The successor to Pope John Paul II can choose a Latinised form of his Christian name or the name of an earlier Pope, or a saint's name.
He may also want to pick a name that would attribute a quality to him, such as pius (pious) or innocent.
Some allow personal considerations to guide them, such as Pope John XXII, who chose his name to honour the memory of his father.
Up to the end of the first millennium, Popes generally kept their Christian name.
The first to change his handle was John ii in 533. In 1009, Sergius IV, whose given name was Peter, switched out of respect to Saint Peter, feeling that becoming Peter II was too presumptuous.
The first Pope name to be repeated through the history of the church was Sixtus. The first Sixtus took the pontificate in the second century and to date there have been four others.

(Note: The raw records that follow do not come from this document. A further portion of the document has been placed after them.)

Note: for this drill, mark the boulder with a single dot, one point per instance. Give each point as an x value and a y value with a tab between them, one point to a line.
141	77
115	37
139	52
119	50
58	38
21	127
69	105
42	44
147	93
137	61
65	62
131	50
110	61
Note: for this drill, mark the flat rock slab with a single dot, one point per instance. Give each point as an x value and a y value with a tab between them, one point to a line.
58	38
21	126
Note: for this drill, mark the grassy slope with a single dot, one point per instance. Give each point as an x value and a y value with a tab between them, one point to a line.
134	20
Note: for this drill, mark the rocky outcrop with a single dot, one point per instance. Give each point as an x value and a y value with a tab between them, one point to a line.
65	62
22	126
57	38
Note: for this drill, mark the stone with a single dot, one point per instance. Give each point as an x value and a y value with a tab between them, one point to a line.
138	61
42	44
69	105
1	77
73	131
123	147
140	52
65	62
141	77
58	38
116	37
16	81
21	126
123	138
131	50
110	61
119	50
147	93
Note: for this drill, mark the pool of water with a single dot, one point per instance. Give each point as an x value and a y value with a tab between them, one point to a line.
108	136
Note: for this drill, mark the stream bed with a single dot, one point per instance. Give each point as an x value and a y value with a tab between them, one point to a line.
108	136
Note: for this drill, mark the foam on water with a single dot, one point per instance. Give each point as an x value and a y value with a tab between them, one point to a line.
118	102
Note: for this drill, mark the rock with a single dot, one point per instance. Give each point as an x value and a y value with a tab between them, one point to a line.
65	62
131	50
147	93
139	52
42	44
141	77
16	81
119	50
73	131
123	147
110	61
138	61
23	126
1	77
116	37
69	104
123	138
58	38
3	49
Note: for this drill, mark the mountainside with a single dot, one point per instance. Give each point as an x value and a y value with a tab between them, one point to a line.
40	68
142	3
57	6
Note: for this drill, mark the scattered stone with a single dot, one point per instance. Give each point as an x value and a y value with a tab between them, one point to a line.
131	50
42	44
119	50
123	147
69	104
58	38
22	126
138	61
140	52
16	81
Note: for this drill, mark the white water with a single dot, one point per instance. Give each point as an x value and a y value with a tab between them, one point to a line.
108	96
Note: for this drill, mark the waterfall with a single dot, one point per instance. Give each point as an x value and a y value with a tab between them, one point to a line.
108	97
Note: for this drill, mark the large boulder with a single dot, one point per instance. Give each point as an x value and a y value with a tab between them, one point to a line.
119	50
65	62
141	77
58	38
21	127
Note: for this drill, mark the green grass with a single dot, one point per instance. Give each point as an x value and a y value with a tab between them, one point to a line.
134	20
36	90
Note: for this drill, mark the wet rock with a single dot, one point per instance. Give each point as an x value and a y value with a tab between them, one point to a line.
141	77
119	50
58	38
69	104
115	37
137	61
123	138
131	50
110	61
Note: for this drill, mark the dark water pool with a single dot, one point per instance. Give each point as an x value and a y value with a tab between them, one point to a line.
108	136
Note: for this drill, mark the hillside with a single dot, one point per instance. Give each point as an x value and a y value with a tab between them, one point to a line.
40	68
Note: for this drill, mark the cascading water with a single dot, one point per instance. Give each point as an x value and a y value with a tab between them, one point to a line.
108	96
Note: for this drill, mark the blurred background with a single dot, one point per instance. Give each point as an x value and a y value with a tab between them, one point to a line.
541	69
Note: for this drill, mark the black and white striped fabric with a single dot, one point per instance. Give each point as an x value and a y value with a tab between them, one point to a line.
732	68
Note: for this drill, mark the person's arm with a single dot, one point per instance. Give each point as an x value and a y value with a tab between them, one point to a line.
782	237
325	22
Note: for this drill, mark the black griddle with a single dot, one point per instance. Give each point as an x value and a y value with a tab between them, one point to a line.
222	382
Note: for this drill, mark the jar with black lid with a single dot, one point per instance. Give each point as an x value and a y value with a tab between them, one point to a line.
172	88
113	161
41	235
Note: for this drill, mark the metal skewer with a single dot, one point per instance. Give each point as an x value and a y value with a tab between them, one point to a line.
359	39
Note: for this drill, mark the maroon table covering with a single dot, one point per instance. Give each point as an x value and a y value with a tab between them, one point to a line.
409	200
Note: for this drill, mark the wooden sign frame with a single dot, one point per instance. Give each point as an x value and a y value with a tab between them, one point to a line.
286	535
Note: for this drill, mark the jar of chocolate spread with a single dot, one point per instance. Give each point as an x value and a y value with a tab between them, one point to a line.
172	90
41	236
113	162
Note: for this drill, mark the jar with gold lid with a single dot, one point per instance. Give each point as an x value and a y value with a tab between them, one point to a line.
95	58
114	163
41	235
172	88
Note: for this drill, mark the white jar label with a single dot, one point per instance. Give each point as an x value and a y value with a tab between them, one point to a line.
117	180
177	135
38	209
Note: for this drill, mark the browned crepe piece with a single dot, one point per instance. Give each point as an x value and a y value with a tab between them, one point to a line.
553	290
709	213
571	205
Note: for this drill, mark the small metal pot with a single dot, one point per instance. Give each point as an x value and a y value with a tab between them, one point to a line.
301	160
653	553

The given names most often chosen have been John (23 times), Gregory (16), Clement (14), Innocent (13), Leo (13) and Pius (12).
As with kings and emperors, Popes add a roman numeral to their name if they had a namesake as predecessor.
The first Pope to use a double name was John Paul I in 1978 who wanted to pay tribute to his two immediate predecessors, John XXIII and Paul VI.
At the end of John Paul I's one-month long pontificate in September 1978, his successor, Polish Cardinal Karol Wojtyla, chose the same name.